Although this alone is sufficient to reverse the contempt finding, we wish to point out two additional problems with the manner in which the trial court found Sizemore in contempt. First, a person may not be incarcerated by the government without first being advised of his or her constitutional right to counsel. Marks, 839 N.E.2d at 706. If an individual is in jeopardy of incarceration because of a contempt proceeding and that person is indigent, he or she may not be incarcerated without having counsel appointed to represent him or her. Id. Here, there is a clear possibility that Sizemore is indigent, yet the trial court sent him to jail without advising him of his right to counsel or inquiring into whether he was indigent. Admittedly, the executed portion of the sentence the trial court imposed was only one day, but that does not justify depriving Sizemore of his right to counsel.

Second, we note that a jail sentence for civil contempt must be coercive or remedial rather than punitive in nature. K.L.N. v. State, 881 N.E.2d 39, 42 (Ind.Ct. App.2008). To avoid being purely punitive, a contempt order must offer an opportunity for the recalcitrant party to purge himself or herself of the contempt. Id. Specifically, in the context of child support, a party must be given an opportunity to purge himself or herself of contempt by paying the amount owed. Marks, 839 N.E.2d at 707. Furthermore, incarceration for contempt is legally allowable only where the support order upon which release is conditioned is attainable by the obligor. Id. Here, the contempt order and accompanying jail sentence contained no opportunity for Sizemore to purge himself of the contempt, making that sentence purely punitive and impermissible.

Conclusion

The trial court erred in finding Sizemore in contempt without a rule to show cause first being issued, without advising Sizemore of his right to counsel, and in failing to give Sizemore an opportunity to purge himself of contempt. We reverse.

Reversed.

BAILEY, J., and MATHIAS, J., concur.

ORDER

Appellant Dustin Sizemore, by counsel, has filed a motion to publish.
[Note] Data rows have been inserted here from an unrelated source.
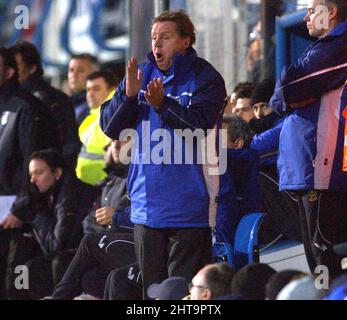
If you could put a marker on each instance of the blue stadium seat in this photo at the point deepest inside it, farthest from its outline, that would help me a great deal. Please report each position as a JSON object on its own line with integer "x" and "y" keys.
{"x": 244, "y": 250}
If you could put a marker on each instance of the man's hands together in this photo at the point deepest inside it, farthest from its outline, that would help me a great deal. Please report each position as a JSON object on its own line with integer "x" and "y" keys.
{"x": 155, "y": 89}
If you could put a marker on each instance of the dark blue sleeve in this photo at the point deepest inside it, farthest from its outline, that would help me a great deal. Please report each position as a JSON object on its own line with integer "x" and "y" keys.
{"x": 206, "y": 106}
{"x": 121, "y": 218}
{"x": 119, "y": 113}
{"x": 317, "y": 72}
{"x": 268, "y": 141}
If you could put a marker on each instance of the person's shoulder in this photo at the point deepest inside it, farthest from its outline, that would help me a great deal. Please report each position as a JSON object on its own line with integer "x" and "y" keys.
{"x": 25, "y": 101}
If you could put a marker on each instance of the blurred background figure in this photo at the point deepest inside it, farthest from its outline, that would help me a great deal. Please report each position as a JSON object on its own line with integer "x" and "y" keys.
{"x": 90, "y": 163}
{"x": 31, "y": 78}
{"x": 80, "y": 67}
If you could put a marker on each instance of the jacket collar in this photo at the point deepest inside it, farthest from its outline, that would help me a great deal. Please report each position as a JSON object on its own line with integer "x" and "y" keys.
{"x": 8, "y": 89}
{"x": 340, "y": 29}
{"x": 32, "y": 82}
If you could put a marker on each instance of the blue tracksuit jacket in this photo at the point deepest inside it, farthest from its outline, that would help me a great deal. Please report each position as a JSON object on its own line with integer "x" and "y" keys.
{"x": 312, "y": 137}
{"x": 170, "y": 195}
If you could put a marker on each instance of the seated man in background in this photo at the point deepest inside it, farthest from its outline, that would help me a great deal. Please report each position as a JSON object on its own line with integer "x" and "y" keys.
{"x": 90, "y": 162}
{"x": 281, "y": 207}
{"x": 211, "y": 282}
{"x": 239, "y": 193}
{"x": 100, "y": 253}
{"x": 31, "y": 79}
{"x": 266, "y": 125}
{"x": 243, "y": 107}
{"x": 80, "y": 67}
{"x": 51, "y": 209}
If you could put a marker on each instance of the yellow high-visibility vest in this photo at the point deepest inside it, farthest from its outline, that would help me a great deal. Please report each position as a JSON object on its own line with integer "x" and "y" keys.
{"x": 90, "y": 163}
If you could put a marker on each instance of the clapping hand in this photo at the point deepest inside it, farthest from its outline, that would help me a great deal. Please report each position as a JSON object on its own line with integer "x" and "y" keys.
{"x": 133, "y": 79}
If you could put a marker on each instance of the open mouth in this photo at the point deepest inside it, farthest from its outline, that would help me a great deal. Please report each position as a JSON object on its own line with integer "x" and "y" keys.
{"x": 159, "y": 57}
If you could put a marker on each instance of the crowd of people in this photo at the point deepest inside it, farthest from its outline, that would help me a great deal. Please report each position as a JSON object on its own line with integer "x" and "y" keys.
{"x": 87, "y": 223}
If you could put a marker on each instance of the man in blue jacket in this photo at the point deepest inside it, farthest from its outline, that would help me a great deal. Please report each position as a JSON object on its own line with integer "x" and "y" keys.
{"x": 173, "y": 205}
{"x": 313, "y": 93}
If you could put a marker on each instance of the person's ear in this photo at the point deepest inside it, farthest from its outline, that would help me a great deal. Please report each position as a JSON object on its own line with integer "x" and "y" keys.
{"x": 10, "y": 73}
{"x": 333, "y": 13}
{"x": 58, "y": 173}
{"x": 186, "y": 43}
{"x": 32, "y": 69}
{"x": 239, "y": 143}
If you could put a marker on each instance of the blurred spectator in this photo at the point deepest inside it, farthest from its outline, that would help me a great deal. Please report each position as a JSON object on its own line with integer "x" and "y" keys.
{"x": 113, "y": 190}
{"x": 250, "y": 281}
{"x": 255, "y": 54}
{"x": 50, "y": 207}
{"x": 80, "y": 67}
{"x": 301, "y": 289}
{"x": 338, "y": 288}
{"x": 100, "y": 253}
{"x": 243, "y": 107}
{"x": 174, "y": 288}
{"x": 312, "y": 93}
{"x": 124, "y": 283}
{"x": 90, "y": 163}
{"x": 30, "y": 73}
{"x": 25, "y": 126}
{"x": 211, "y": 282}
{"x": 239, "y": 189}
{"x": 279, "y": 280}
{"x": 234, "y": 96}
{"x": 281, "y": 207}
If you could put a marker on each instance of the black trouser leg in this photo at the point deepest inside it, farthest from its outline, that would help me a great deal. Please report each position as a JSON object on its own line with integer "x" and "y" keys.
{"x": 326, "y": 225}
{"x": 23, "y": 247}
{"x": 109, "y": 250}
{"x": 163, "y": 253}
{"x": 151, "y": 247}
{"x": 189, "y": 251}
{"x": 124, "y": 284}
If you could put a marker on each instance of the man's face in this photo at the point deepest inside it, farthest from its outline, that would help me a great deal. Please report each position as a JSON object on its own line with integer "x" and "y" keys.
{"x": 166, "y": 43}
{"x": 23, "y": 69}
{"x": 42, "y": 176}
{"x": 79, "y": 70}
{"x": 244, "y": 109}
{"x": 97, "y": 91}
{"x": 4, "y": 72}
{"x": 317, "y": 18}
{"x": 261, "y": 110}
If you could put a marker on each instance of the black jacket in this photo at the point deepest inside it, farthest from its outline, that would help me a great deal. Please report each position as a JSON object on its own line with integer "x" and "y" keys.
{"x": 26, "y": 125}
{"x": 56, "y": 216}
{"x": 63, "y": 113}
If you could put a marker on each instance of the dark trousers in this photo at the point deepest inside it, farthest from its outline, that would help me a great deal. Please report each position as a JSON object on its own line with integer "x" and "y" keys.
{"x": 282, "y": 214}
{"x": 16, "y": 248}
{"x": 164, "y": 253}
{"x": 124, "y": 284}
{"x": 45, "y": 272}
{"x": 106, "y": 251}
{"x": 323, "y": 219}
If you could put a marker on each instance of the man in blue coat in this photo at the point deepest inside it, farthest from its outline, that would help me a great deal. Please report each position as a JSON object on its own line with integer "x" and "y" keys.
{"x": 313, "y": 93}
{"x": 173, "y": 202}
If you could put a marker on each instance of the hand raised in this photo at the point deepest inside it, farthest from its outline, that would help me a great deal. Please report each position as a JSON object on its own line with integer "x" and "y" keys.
{"x": 155, "y": 93}
{"x": 133, "y": 78}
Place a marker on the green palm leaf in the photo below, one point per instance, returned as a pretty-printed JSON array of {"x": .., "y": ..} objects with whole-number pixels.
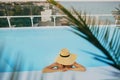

Having reviewed the matter, the Court FINDS AND ORDERS AS FOLLOWS:

1. Appellant's Motion To Publish is GRANTED. The Court's opinion handed down in this cause on January 30, 2009, marked Memorandum Decision, Not For Publication, is now ORDERED PUBLISHED.

Bailey, Mathias, Barnes, JJ., concur.

NOTES

[1] Ordinarily, we might consider this appeal as moot. The thirty-day jail sentence for the contempt finding has long since expired. However, because there is no appellee's brief and we find clear error in the trial court's actions, we issue this decision on the merits.